Al-Shabab has built a resilient and far-reaching financial network that has been able to withstand regular army and Special Forces attacks. With its roots dug deep into the local communities, the group has managed to replace and reposition tax collectors as necessary. On some major roads, the group conducts its tax collection even without having a permanent presence.
The AS tax revenues are estimated in this paper at $27mn while its expenditures are at around
$25.6mn. While our estimates are conservative, the group breaks even on its balance sheet every year. This is shown by the fact that the emergency tax collection is not done on a regular basis, and not in every region. On the other hand, the fact that emergency collection is sometimes needed shows that AS profits are not significant and its income is just enough to cover its expenses.
The group has banned charcoal and accordingly hunts down charcoal traders, impounds their cargo and cars, and charges them hefty fines. Members who are involved in facilitating the charcoal trade have been arrested and some killed by the group.28 While financially it would make sense for the group to engage in the charcoal trade, they banned it because they considered it more profitable for the authorities in Kismayo than for themselves.
Its tax collection in the areas it does not control has spawned a subset of criminals and former AS members collecting their own extortion monies from businessmen. The group actively seeks out these AS impostors and listens to businessmen’s grievances.29
While the loss of territory would normally mean fewer administrators to keep on the payroll, the nature and strategy of AS – keeping everybody on the payroll and naming officials as shadow administrators in areas held by the government – means that the group would continue having sizeable financial commitments even if it loses territory.
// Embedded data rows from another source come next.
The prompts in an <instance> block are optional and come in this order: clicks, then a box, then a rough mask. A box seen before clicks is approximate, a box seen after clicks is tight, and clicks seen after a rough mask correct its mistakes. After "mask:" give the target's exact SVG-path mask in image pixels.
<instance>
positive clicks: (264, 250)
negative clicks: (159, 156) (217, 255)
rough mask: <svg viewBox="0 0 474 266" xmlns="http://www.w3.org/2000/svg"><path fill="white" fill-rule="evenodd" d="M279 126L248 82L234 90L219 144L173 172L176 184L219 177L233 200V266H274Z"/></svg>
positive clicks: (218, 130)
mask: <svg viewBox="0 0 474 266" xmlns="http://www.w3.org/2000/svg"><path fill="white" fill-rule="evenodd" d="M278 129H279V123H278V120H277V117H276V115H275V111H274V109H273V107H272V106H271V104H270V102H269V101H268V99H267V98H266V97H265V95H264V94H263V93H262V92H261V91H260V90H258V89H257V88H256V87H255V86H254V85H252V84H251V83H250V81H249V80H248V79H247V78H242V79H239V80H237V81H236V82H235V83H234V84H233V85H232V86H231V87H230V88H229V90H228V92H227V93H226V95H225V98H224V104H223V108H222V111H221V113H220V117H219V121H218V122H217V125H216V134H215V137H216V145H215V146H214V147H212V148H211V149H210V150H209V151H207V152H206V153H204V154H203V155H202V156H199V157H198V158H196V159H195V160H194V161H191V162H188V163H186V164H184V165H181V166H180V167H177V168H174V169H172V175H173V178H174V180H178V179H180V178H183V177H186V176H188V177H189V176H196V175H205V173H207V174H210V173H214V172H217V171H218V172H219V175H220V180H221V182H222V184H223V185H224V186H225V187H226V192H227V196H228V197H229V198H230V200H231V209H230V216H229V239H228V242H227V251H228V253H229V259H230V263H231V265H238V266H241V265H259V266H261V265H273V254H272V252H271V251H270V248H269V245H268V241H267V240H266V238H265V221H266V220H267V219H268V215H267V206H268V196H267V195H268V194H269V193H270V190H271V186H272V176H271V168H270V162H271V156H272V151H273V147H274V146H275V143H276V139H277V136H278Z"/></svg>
However, no amount of financial loss would ever be sufficient to derail its terrorist activities, although its conventional military capability may be affected.
Government efforts to combat AS finances have resulted in the passing of the anti money laundering and countering terrorism finances bill in 2016 and the consequent formation of the Financial Reporting Centre (FRC). The FRC and the occasional Special Forces attacks on the group’s money collection checkpoints are the main tools to financially undermine AS. However, the group uses legitimate financial systems to move around its wealth, exploiting the weakness of the nascent FRC, which currently lacks the capability to fully do its job.